Gibt ein Steuerpflichtiger eine Selbstanzeige ab, soll die Finanzbehörde ausreichend Zeit haben, die Angaben zu prüfen und geänderte Steuerbescheide zu erlassen. Die Selbstanzeige verhindert für die Dauer eines Jahres den Eintritt der Festsetzungsverjährung, die bei Steuerhinterziehung 10 Jahre beträgt.

Beispiel: Abgabe der Steuererklärung für das Jahr 1999 im Jahr 2000. Mit Ablauf des Jahres 2000 beginnt die Festsetzungsfrist, die am 31. Dezember 2010 endet. Die Abgabe der Selbstanzeige am 1. Februar 2010 hemmt die Festsetzungsverjährung für ein Jahr.
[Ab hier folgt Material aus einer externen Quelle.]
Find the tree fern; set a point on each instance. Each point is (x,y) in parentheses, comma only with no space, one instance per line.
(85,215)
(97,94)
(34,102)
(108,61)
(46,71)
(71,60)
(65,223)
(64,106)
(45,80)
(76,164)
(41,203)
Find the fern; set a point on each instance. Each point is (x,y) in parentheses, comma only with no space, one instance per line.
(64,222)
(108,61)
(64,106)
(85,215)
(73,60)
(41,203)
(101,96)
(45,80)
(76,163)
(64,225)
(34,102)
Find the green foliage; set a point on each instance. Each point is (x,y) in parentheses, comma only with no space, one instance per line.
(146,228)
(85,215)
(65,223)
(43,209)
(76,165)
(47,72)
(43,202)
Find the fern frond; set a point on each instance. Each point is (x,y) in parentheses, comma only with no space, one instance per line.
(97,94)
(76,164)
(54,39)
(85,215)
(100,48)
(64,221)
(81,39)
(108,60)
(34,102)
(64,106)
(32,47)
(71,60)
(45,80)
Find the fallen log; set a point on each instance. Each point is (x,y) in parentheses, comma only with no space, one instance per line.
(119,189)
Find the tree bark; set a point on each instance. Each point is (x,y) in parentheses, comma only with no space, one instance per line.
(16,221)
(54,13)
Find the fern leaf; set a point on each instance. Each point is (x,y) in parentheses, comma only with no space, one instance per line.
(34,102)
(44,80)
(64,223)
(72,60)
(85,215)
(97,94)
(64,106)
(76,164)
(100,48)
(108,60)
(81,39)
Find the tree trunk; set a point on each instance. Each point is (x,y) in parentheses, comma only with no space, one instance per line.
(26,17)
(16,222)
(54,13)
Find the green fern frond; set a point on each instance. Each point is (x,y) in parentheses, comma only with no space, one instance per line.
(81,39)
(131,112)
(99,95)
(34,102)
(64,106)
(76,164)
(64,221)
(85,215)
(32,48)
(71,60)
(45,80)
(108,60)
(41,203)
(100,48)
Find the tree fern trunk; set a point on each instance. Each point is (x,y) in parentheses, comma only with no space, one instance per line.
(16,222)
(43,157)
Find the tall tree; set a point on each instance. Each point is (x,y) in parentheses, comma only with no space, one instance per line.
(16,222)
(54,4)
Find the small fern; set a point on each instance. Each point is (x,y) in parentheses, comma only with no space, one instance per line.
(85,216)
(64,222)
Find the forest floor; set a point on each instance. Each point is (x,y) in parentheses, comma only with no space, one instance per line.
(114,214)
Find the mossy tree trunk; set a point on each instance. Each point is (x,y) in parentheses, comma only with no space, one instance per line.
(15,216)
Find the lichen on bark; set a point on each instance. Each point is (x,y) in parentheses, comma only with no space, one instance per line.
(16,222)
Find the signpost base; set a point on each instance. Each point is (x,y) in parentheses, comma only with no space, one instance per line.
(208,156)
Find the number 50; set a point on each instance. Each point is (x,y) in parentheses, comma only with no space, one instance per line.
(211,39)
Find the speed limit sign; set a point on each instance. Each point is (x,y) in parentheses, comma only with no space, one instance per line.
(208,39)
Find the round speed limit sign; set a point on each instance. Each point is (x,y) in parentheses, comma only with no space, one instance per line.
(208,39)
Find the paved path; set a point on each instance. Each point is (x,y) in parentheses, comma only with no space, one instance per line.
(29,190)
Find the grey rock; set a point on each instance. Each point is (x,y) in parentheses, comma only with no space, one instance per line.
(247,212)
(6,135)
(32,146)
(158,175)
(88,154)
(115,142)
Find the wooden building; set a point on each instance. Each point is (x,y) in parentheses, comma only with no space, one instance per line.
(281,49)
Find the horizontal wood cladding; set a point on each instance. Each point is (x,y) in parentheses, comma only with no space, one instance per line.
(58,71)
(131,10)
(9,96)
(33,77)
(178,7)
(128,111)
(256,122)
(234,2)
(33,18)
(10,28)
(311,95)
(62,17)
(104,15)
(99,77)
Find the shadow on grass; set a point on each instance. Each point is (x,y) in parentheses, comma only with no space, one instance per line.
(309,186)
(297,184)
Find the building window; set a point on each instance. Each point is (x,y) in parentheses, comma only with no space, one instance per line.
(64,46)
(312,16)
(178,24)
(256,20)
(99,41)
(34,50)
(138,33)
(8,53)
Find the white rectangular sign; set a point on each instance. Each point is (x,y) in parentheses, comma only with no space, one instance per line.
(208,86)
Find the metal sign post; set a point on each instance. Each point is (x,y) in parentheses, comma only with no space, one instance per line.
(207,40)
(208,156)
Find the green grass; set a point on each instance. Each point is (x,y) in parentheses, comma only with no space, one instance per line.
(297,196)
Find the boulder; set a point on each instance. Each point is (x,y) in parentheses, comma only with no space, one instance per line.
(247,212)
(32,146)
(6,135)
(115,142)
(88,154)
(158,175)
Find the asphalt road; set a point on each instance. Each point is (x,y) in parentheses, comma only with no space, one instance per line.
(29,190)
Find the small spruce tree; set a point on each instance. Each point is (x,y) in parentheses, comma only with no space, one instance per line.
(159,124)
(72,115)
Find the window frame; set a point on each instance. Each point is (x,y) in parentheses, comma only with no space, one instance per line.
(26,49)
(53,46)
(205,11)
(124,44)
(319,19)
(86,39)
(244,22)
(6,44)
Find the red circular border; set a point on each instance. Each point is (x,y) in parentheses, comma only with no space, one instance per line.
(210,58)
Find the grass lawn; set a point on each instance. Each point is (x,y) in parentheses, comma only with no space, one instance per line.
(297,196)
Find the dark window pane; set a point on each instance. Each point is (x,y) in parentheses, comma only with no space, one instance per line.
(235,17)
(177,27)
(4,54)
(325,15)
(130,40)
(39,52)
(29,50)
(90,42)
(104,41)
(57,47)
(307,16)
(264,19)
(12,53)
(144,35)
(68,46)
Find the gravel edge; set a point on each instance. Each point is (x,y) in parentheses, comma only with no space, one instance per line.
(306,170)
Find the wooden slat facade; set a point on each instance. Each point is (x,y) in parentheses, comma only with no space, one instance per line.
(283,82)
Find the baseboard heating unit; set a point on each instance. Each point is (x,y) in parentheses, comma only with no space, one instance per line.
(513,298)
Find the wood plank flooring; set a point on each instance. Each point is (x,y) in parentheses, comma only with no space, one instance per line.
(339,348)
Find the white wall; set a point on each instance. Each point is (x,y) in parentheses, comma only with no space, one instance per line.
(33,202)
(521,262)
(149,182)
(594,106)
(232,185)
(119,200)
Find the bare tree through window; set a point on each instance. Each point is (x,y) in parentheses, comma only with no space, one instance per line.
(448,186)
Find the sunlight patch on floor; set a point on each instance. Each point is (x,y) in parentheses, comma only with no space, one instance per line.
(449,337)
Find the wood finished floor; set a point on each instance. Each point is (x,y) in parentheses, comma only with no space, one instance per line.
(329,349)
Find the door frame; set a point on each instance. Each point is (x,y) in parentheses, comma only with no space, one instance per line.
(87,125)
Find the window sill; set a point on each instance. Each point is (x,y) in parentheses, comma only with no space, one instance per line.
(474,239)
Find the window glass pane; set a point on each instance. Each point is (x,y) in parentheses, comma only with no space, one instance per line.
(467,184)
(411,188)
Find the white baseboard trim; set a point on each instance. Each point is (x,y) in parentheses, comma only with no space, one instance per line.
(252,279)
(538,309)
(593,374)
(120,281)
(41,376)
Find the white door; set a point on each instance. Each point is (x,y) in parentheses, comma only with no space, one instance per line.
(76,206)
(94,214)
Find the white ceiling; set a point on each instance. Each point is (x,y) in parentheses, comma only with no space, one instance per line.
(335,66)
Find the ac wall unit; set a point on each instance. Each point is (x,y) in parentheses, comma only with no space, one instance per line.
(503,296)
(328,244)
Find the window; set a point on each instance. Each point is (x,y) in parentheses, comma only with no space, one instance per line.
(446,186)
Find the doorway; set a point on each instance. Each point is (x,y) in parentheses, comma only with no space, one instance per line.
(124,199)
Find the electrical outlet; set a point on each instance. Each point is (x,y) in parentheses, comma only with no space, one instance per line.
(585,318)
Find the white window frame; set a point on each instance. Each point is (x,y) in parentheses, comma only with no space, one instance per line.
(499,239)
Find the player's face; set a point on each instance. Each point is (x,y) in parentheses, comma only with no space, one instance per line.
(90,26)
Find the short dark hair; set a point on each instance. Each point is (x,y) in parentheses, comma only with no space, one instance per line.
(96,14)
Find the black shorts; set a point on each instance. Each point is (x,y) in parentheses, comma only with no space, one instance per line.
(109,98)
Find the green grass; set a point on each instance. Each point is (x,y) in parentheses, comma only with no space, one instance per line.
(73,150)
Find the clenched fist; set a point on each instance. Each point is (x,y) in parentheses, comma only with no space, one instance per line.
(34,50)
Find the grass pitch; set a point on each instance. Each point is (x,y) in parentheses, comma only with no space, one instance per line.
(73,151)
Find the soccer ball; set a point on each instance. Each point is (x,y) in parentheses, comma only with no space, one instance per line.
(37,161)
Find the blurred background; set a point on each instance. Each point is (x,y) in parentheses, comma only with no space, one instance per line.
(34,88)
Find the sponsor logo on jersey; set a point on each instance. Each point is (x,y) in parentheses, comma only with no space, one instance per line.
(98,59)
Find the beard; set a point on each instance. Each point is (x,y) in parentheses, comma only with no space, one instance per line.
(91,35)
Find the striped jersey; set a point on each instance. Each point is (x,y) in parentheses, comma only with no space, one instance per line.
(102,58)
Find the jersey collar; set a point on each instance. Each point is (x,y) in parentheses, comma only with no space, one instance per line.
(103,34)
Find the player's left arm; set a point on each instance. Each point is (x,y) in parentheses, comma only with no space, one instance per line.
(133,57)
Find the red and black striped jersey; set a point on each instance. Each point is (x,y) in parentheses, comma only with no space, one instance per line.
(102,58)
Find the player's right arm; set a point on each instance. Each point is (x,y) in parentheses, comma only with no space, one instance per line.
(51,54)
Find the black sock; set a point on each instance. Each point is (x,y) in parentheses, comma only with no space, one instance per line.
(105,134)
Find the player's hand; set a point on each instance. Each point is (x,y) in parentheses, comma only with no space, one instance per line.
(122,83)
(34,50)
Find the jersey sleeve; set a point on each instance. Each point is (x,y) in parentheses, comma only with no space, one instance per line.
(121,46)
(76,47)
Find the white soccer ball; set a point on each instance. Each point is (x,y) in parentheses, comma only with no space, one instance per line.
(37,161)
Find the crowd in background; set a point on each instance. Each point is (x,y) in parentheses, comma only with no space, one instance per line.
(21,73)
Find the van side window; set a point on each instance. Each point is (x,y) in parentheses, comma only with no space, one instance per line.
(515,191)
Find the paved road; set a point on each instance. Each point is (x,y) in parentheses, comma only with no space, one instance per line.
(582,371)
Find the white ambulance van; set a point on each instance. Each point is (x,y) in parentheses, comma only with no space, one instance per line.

Beginnt die Steuerfahndung vor Festsetzungsverjährung beim Steuerpflichtigen mit einer Prüfung der Besteuerungsgrundlagen, kommt ebenfalls die Ablaufhemmung zum Tragen. Diese dauert an, bis die aufgrund der Ermittlungen zu erlassenden Steuerbescheide unanfechtbar geworden sind.

Bei einer solchen Fahndungsprüfung muss für den Steuerpflichtigen klar und eindeutig erkennbar sein, dass in seinen Steuerangelegenheiten ermittelt wird. Fehler gehen zu Lasten der Finanzbehörde, z. B. dann, wenn die Steuerfahndung nur Unterlagen in Bezug auf eine eigene Selbstanzeige des Steuerpflichtigen anfordert und dabei nicht ausreichend deutlich macht, dass sie auch die Nacherklärung überprüfen will, die der Steuerpflichtige als Rechtsnachfolger seiner verstorbenen Mutter abgegeben hat. In diesem Fall kann in Angelegenheiten der Mutter keine Hemmung der Festsetzungsverjährung eintreten, weil keine Fahndungsprüfung stattgefunden hat.

Selbstanzeige und Fahndungsprüfung können nebeneinander die Ablaufhemmung begründen. Voraussetzung ist allerdings, dass die Steuerfahndung im Fall der Fahndungsprüfung mit ihren Ermittlungen vor dem Ablauf der ursprünglichen Festsetzungsfrist – im Beispiel vor dem 1. Januar 2011 – beginnt.